GGML for LLMs and Everyone

GGML is a C library that enables efficient inference. It empowers LLMs to run on common hardware, including CPUs and Apple Silicon, using techniques like quantization for speed and efficiency. It boasts features like automatic differentiation, built-in optimization algorithms, and WebAssembly support, making it a versatile tool for developers working with LLMs at the edge.

Here are some noteworthy examples from the community:

• Llama2.c - Inference Llama 2 in one file of pure C
• whisper.cpp - Port of OpenAI’s Whisper model in C/C++
• stable-diffusion.cpp - Stable Diffusion in pure C/C++

While initial exploration of GGML can be challenging due to limited documentation, I undertook on a hands-on learning journey by training a tiny neural network, converting it and running inference in C/C++. Let’s delve into the insights I gained while experimenting with GGML for the very first time!

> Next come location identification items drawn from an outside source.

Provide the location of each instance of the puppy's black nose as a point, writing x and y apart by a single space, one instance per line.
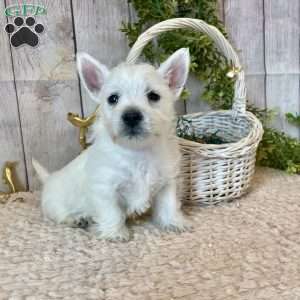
132 117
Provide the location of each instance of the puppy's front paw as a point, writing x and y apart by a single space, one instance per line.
178 224
120 235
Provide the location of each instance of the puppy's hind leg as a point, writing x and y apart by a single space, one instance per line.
166 210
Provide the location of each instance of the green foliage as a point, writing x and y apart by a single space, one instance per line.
276 150
293 119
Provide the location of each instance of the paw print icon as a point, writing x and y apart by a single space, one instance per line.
24 31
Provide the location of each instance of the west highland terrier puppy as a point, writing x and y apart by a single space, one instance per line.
133 162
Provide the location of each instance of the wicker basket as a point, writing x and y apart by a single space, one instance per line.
214 173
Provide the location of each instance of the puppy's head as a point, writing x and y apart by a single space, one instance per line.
136 101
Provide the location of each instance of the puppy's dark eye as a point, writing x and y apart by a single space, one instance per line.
152 96
113 99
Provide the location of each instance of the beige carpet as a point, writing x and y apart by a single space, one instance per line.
249 249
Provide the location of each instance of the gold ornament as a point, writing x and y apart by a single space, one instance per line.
83 124
233 71
10 178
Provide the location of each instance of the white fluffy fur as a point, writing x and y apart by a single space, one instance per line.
118 176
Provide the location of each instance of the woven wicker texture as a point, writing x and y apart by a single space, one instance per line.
214 173
246 250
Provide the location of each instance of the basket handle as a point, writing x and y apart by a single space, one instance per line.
239 101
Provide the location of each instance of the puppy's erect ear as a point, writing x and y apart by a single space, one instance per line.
92 73
175 70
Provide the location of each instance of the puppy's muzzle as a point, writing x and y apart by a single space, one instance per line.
132 119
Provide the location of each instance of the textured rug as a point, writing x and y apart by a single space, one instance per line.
249 249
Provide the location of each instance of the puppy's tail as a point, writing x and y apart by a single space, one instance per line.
43 174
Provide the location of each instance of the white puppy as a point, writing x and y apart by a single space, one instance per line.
134 161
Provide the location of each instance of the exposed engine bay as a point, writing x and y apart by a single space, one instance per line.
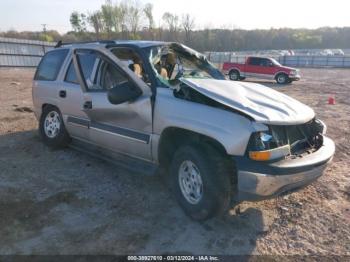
303 138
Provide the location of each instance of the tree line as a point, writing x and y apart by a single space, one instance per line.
133 20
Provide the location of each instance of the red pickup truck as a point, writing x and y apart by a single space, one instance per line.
261 67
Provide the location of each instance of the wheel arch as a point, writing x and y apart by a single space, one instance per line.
235 69
173 137
280 72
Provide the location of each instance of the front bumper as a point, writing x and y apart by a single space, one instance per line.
260 180
294 77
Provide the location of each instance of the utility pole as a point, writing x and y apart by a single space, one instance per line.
44 28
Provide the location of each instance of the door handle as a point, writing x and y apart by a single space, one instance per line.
63 93
88 105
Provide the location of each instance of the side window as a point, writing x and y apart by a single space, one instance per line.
50 65
254 61
109 76
265 62
71 75
89 61
98 72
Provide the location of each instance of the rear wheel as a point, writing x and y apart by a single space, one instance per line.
282 79
200 179
234 75
52 129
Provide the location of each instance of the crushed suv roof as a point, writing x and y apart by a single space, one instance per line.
141 44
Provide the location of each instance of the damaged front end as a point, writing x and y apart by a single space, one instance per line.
286 141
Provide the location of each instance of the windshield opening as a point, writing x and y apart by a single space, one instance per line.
170 62
274 61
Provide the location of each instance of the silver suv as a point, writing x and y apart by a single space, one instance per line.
153 104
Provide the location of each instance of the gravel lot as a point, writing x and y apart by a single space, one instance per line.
65 202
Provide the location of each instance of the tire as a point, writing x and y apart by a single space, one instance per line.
214 196
282 79
52 129
234 75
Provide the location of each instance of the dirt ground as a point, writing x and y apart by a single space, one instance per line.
65 202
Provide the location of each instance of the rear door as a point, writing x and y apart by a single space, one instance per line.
125 128
253 67
260 67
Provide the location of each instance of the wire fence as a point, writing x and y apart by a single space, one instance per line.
27 53
22 52
316 61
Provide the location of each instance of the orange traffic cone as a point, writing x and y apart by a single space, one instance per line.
331 100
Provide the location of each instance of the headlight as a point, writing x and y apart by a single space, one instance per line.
271 154
322 128
263 147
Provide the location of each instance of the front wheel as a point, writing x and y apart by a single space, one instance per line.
282 79
52 129
200 179
234 75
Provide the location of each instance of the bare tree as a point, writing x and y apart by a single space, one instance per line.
148 10
172 22
188 24
96 21
134 17
78 22
108 17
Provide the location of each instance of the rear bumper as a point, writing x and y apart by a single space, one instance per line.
258 180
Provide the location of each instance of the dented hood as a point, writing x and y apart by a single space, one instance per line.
262 103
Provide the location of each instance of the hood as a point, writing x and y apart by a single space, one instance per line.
289 68
262 103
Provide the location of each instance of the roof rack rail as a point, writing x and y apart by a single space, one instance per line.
60 43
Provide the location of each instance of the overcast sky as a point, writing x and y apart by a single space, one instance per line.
247 14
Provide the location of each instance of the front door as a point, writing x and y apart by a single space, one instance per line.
125 128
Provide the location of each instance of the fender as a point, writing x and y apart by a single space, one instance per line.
231 130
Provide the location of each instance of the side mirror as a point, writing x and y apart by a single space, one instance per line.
123 92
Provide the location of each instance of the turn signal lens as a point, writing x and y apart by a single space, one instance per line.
270 154
260 155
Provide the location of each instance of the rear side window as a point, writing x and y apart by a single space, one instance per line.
87 61
254 61
50 65
71 76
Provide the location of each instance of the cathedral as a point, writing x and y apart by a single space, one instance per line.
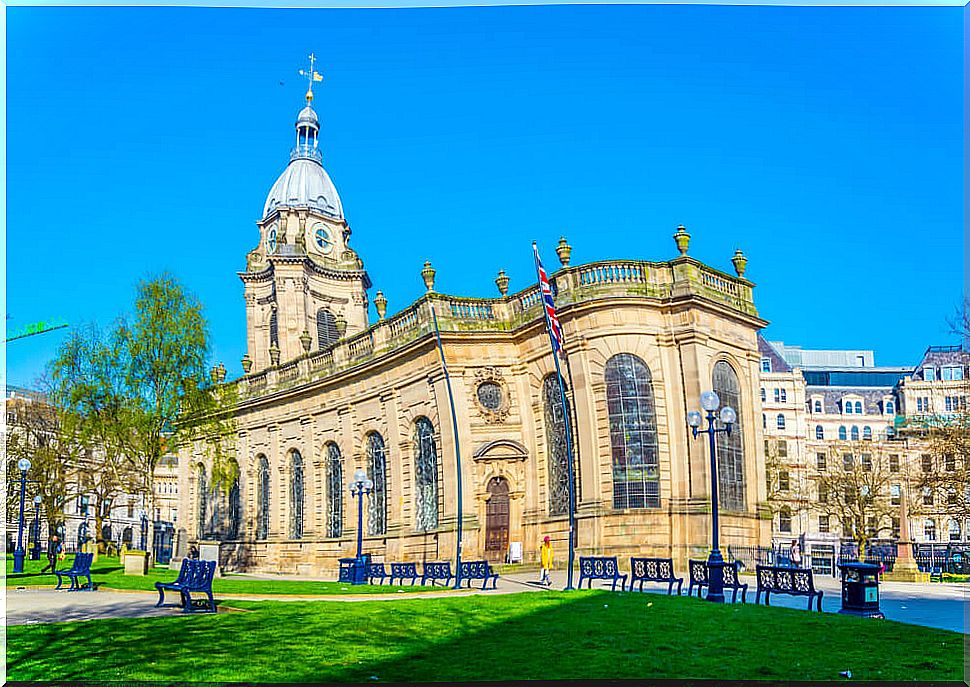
326 391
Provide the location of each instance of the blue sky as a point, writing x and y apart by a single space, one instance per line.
824 142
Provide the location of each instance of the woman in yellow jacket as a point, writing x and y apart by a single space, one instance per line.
545 561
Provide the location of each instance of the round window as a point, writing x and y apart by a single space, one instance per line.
490 395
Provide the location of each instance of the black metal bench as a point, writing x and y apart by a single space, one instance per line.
199 581
730 575
654 570
791 581
478 570
403 571
81 567
435 572
600 568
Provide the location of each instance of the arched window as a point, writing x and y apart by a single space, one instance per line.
326 328
296 495
633 433
558 459
377 473
262 498
335 495
730 449
203 494
425 476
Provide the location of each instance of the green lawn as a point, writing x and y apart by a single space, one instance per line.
589 635
108 573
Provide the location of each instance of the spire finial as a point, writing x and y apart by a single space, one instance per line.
311 76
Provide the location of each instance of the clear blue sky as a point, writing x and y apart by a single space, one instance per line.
824 142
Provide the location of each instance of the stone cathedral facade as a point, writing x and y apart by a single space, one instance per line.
326 391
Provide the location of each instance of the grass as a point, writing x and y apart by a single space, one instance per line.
108 573
591 635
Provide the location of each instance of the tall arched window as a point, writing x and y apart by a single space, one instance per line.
425 475
296 495
633 433
203 494
262 498
556 446
335 495
377 473
730 449
326 328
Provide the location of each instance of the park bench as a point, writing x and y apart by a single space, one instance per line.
699 577
783 580
600 568
403 571
478 570
200 581
435 572
654 570
81 567
188 569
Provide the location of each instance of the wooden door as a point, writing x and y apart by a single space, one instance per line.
497 520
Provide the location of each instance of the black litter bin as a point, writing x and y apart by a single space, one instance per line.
860 590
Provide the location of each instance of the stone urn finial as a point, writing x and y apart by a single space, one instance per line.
740 262
502 282
564 250
682 238
428 275
380 304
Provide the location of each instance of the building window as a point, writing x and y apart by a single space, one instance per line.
326 329
335 493
377 473
425 476
558 459
784 520
633 433
262 499
730 449
296 495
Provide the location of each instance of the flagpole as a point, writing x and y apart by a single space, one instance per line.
454 425
567 424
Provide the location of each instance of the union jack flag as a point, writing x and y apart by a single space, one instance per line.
555 330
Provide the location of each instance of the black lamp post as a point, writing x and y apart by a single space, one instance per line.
35 551
359 486
18 555
715 563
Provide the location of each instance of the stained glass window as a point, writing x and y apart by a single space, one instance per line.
556 446
377 473
335 485
425 476
633 433
262 499
296 495
730 449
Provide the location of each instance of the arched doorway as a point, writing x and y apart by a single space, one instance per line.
497 519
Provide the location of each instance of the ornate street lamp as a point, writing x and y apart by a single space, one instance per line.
35 552
359 486
18 555
710 403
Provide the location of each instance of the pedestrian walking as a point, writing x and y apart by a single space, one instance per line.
545 561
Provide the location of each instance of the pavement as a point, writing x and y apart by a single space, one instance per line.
932 605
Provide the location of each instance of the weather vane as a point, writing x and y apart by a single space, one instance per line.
311 76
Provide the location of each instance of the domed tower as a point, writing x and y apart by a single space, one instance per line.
303 279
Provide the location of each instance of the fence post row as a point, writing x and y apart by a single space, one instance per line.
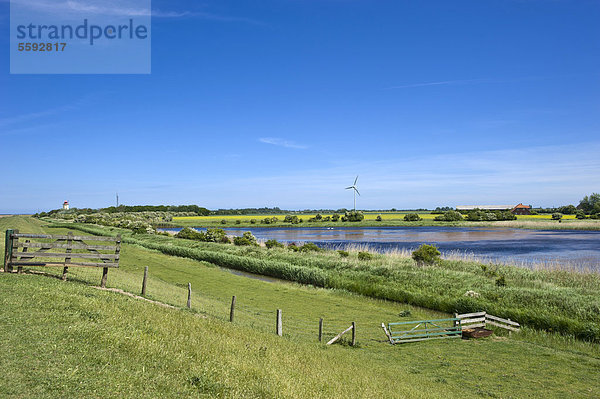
67 258
321 329
189 304
144 281
279 327
232 311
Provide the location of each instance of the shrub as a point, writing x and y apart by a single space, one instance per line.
291 219
309 247
449 216
274 244
190 234
426 255
246 239
214 235
353 216
412 217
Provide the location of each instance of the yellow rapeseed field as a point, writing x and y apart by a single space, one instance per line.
368 216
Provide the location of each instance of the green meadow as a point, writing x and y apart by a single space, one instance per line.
69 339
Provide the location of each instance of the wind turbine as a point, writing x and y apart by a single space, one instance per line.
353 187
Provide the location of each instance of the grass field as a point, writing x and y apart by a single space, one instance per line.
71 340
569 222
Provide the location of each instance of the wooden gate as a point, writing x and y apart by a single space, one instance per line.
61 251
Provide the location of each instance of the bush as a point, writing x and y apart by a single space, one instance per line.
214 235
353 216
246 239
501 281
291 219
426 255
343 254
412 217
449 216
310 247
190 234
274 244
556 216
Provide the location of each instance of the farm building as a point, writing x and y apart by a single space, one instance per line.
519 209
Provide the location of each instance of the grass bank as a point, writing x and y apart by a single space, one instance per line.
563 301
71 340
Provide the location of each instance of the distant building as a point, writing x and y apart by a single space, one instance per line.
514 209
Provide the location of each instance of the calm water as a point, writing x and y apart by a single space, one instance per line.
577 248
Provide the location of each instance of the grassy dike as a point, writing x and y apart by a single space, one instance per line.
71 340
551 300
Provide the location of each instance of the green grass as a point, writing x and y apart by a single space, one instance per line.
552 300
389 220
71 340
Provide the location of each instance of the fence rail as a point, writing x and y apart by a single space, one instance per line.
482 319
59 253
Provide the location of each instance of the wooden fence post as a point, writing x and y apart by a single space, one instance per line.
321 329
20 268
67 259
144 281
279 327
7 249
189 296
232 311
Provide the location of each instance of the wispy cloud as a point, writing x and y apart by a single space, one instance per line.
282 143
468 82
441 83
123 8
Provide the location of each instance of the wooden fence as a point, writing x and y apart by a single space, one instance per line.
61 251
421 330
482 319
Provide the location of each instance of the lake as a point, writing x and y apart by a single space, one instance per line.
577 248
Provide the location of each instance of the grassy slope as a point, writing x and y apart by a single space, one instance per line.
390 220
551 300
113 343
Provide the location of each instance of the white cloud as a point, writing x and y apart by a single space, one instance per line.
282 143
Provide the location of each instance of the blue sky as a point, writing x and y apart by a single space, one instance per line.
283 102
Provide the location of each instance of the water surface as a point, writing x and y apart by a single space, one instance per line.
577 248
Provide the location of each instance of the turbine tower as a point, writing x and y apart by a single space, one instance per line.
353 187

Experimenting With Tiny Model

Let’s build a very simple neural network for learning a 2-input truth table:

class Model(nn.Module):
    def __init__(self):
        super(Model, self).__init__()
        self.fc1 = nn.Linear(2, 16)  # First hidden layer with 16 neurons
        self.relu = nn.ReLU()  # Activation function for hidden layer
        self.fc2 = nn.Linear(16, 1)  # Output layer with 1 neuron
        self.sigmoid = nn.Sigmoid()  # Activation function for output layer

    def forward(self, x):
        x = self.fc1(x)
        x = self.relu(x)
        x = self.fc2(x)
        x = self.sigmoid(x)
        return x

We will train this network on a truth table of our choice: XOR, OR or AND (or basically whatever you like!). For example, XOR will have inputs: [[0, 0], [0, 1], [1, 0], [1, 1]] and [[0], [1], [1], [0]].

Using PyTorch’s inbuilt functionality we can save the weights like:

torch.save(model.state_dict(), 'weights.pth')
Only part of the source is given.